BETHESDA, MarylandThe understanding of carcinogenesis that has emerged from molecular and genetic studies has provided a new vision of treatment, commonly called molecular targeting. In it, debilitating cytotoxic drugs will give way to agents that target specific proteins that mark specific cancer cells.
In recent years, the National Cancer Institute has focused its drug development efforts on defining targets and agents to attack these targets. Some targeted drugs would cause tumors to shrink and disappear. Others would block tumor growth and stabilize tumor size.
The previous article in this series described NCI’s cancer signature program. In this interview, Edward A. Sausville, MD, PhD, of the Division of Cancer Treatment and Diagnosis, discusses the Institute’s related program in molecular target research with Patrick Young, ONI’s Washington bureau chief.
ONI: How do molecular targets of prevention and treatment differ from the signatures of cancer cells?
Dr. Sausville: There could be some overlap. A signature defines molecules that are differently expressed in different tumors and in comparison to normal tissues. These molecules may then actually be targets in their own right and, thus, the basis for starting a drug discovery campaign. It is also possible that some signatures might be suitable in a diagnostic sense but not really have a role in treatment or prevention. The key point is that we are going to get information from the signatures program, which then becomes useful for drug discovery.
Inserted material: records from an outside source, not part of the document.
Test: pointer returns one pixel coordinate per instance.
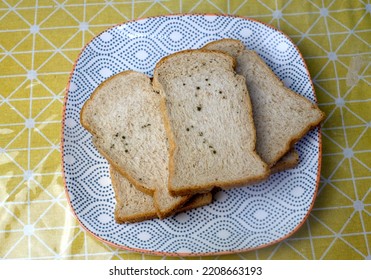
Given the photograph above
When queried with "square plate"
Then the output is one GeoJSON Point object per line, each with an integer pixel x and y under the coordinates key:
{"type": "Point", "coordinates": [240, 219]}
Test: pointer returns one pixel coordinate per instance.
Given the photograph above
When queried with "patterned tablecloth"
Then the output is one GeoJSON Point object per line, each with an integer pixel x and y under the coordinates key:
{"type": "Point", "coordinates": [41, 39]}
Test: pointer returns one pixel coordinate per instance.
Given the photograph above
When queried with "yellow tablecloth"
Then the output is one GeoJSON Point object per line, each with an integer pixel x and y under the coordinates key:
{"type": "Point", "coordinates": [39, 41]}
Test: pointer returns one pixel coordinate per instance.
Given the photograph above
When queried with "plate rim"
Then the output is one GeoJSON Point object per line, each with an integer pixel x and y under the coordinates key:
{"type": "Point", "coordinates": [187, 254]}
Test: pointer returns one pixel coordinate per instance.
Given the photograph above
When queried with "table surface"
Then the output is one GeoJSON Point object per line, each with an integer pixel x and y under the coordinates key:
{"type": "Point", "coordinates": [39, 42]}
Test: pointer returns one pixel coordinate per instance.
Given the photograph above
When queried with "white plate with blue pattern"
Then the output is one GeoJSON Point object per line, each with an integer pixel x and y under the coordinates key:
{"type": "Point", "coordinates": [240, 219]}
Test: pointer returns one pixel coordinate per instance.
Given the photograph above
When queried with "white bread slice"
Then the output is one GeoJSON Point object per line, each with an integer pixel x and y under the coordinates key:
{"type": "Point", "coordinates": [281, 116]}
{"type": "Point", "coordinates": [124, 118]}
{"type": "Point", "coordinates": [133, 205]}
{"type": "Point", "coordinates": [208, 118]}
{"type": "Point", "coordinates": [288, 161]}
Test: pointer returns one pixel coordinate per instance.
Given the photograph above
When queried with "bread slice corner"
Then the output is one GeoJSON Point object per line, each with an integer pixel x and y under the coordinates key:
{"type": "Point", "coordinates": [208, 119]}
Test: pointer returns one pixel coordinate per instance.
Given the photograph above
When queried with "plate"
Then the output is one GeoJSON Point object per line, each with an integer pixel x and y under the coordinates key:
{"type": "Point", "coordinates": [240, 219]}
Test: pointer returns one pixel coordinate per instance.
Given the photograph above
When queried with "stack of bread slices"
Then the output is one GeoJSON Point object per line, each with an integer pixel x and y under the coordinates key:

ONI: What are the advantages of selectively attacking molecular targets?
Dr. Sausville: The hoped-for outcomes are therapeutic agents that seek out specific targets, are fairly well tolerated, and have a wide range between their efficacious concentrations and their toxic concentrations. Unfortunately, the agents that we have at the moment in the therapeutic armamentarium for cancer have a fairly close relationship between active and toxic concentrations.